Peer Set and Value Position
At €€€€, KUNO 1408 prices against the upper tier of German fine dining rather than against local competition. That price point is standard for one-star creative kitchens in Germany: Victor's Fine Dining by Christian Bau in Perl and Vendôme in Bergisch Gladbach occupy higher award tiers at comparable or greater spend. Schwarzwaldstube in Baiersbronn holds three stars with a French classical orientation that places it in a different register entirely from KUNO 1408's creative approach. Calibrating the value proposition for KUNO 1408 means measuring it against what a one-star creative menu costs elsewhere in Germany, not against the broader Würzburg dining market.

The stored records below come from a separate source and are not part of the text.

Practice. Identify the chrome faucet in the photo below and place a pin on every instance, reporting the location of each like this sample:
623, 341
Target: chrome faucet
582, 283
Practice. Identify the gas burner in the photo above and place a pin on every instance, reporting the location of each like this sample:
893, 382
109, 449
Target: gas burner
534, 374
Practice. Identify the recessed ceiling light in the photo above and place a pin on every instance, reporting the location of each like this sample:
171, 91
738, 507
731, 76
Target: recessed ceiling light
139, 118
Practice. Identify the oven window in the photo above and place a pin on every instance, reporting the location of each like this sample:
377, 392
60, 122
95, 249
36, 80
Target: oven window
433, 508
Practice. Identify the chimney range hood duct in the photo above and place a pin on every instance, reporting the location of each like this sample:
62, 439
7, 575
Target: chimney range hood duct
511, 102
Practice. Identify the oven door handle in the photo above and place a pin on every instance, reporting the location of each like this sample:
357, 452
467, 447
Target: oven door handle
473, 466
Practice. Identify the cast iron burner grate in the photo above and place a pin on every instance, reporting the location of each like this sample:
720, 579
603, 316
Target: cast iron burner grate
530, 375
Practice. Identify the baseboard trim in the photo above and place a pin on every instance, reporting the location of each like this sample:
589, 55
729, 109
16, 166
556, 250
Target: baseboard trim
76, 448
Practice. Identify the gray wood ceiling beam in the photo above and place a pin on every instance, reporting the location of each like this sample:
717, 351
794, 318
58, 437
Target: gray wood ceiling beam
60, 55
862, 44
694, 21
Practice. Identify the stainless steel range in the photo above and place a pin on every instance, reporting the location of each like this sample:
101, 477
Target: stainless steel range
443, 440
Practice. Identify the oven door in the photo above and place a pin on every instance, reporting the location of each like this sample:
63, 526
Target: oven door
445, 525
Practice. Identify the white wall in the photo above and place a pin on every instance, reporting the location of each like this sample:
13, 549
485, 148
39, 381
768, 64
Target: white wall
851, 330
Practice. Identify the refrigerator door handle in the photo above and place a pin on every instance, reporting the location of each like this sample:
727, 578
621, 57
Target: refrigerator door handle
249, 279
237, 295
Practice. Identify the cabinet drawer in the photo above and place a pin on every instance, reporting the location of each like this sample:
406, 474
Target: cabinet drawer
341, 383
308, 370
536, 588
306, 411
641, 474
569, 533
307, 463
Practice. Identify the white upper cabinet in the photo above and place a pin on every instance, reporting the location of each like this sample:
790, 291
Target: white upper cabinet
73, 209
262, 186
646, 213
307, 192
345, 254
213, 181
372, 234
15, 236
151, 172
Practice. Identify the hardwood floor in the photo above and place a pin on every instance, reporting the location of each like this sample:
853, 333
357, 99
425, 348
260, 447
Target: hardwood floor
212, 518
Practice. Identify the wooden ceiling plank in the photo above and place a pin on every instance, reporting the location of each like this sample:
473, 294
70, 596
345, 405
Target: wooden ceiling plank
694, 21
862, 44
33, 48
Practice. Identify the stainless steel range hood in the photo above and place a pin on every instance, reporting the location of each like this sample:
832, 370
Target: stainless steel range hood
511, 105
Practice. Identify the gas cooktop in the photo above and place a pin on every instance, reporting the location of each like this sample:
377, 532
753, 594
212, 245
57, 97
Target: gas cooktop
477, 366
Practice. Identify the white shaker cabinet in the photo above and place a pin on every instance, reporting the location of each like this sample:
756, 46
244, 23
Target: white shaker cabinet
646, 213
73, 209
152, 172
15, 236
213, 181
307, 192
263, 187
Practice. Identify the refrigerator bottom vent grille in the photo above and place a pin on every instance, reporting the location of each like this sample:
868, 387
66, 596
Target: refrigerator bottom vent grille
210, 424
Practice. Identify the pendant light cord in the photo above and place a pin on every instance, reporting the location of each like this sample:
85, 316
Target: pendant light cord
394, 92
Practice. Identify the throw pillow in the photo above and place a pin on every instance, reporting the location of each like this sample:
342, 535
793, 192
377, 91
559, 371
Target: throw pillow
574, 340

The location in a mid-sized Franconian city also affects the competitive calculus. A two-Michelin-star restaurant requires a catchment area and international visitor flow that Würzburg's tourism base does not automatically supply. Operating at the one-star level allows a kitchen to remain ambitious without outpacing its market, and the two consecutive years of star retention suggest that balance is working.
Planning a Visit
KUNO 1408 is at Neubaustraße 7, in the historic centre of Würzburg, within walking distance of the main rail station and the Residenz UNESCO site. At €€€€ with Michelin recognition, tables require advance booking; the volume of reviews and the consistency of the rating suggest demand that exceeds a casual walk-in strategy. Würzburg is approximately two hours from Frankfurt by regional train, making it accessible as a day or overnight visit from the Rhine-Main corridor. Travellers combining KUNO 1408 with estate visits in the Franken wine region should plan for late spring through autumn, when both the produce calendar and the vineyard visits align most naturally.
What Regulars Order at KUNO 1408
The venue's Michelin classification as creative and its strong review average point toward a tasting menu format where ordering follows the kitchen's sequence rather than an à la carte selection. In that context, the question of what regulars order is partly reframed: returning guests are typically choosing when to come, at what season, and whether to take a full or shorter menu sequence, rather than selecting individual dishes. The kitchen's Franconian sourcing base means that visits in asparagus season, in early autumn when the forest harvest peaks, or during carp season will each yield a materially different menu. For guests who have been before, timing the return around a specific seasonal window is the most substantive ordering decision available. The 4.9 Google score across 121 reviews suggests the kitchen holds its level across those different seasonal iterations.